The student is physically flying the aircraft performing all the tasks required, but through a computer program on-board the aircraft, once initiated, various fictitious ground targets, RedAir threats, friendlies or even tanking can be superimposed onto the student’s visor.
Figure 4. Images obtained from the Red6AR website (Red6, 2021).
Whereas VR creates an entirely new synthetic world around you, AR adds images to your real world and surroundings that aren’t there in real life. For instance, showing an aircraft against the actual sky instead of creating both the airplane and the sky in a VR environment. The idea is for pilots on real aircraft in the sky make it seem like they are actually flying with, or against, simulated aircraft.

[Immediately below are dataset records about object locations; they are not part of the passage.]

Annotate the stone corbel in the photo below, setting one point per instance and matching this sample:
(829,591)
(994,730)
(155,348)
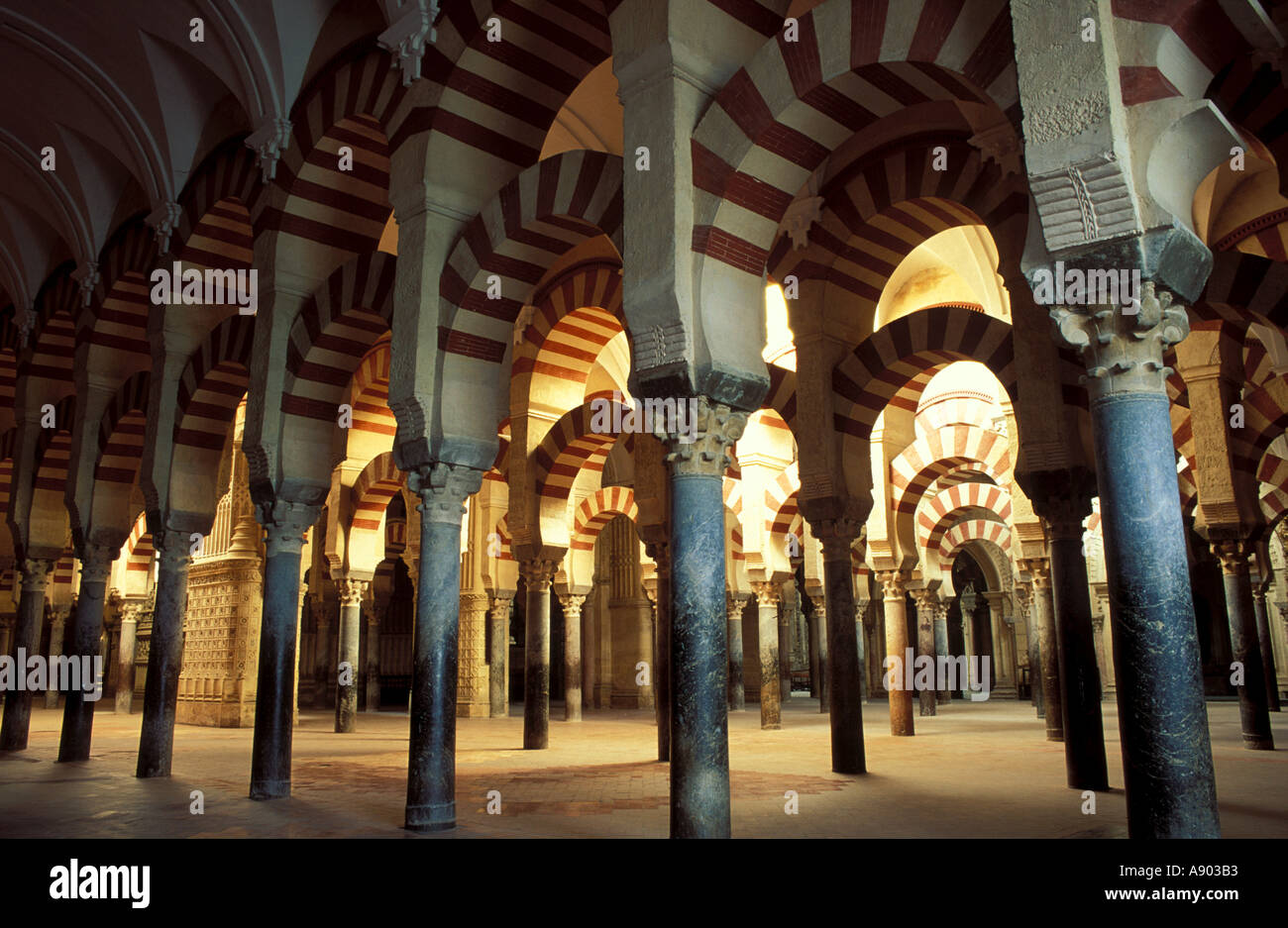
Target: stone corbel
(268,142)
(407,37)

Outside of the visual range (Beyond Visual Range – BVR), a synthetic target can be generated within the aircraft’s RADAR system and displayed on the aircraft’s RADAR display and as such the student then has to decide on the best course of action to locate, identify and track or even prosecute that target. However, when the target gets Within Visual Range – (WVR), the computer system on board the aircraft will synthetically superimpose the target onto the students helmet visor with the scale varying according to the range of the target, and the student will be required to manoeuvre accordingly - whether it be to prosecute RedAir or ground threats, to formate or work as a package with friendlies or even carry out an Air-to-Air tanking exercise (see Figure 5).
Figure 5. AR Air-to-Air tanking exercise (Red6, 2021).
There’s no substitute for actually flying a real aircraft in the sky. Unlike in a simulator, strapping into an aircraft and actually feeling pressures, e.g. G Forces, possibility of running out of fuel, crashing into the ground, etc., the cognitive load on a pilot’s brain is massively increased when you are actually flying.
Possibility to reality
Through AR pilots still fly the aircraft, whilst at the same time having to utilise and visualise navigation systems, work with air-traffic control, experience weather, understand rough terrains all in a real world airspace environment and at the same time execute time critical mission data and objectives. AR applications will help pilots avoid making mistakes and train them to make the right decisions at the right time in a time-compressed environment.
Fortunately there is a US company (Red6, 2021) already exploring this idea, so a Commercial off-the-shelf (COTS) purchase maybe the solution.
If this is achievable, the value of this efficiency would be felt in all cost domains, such as reduced training burden on squadron personnel and aircraft, as well as minimise the amount of resources, logistics and fatigue both on personnel and aircraft required to achieve a desired outcome. This addition to the training environment will value add to a students’ learning thereby increasing the value of mission training objectives and reduce costs to the ADF.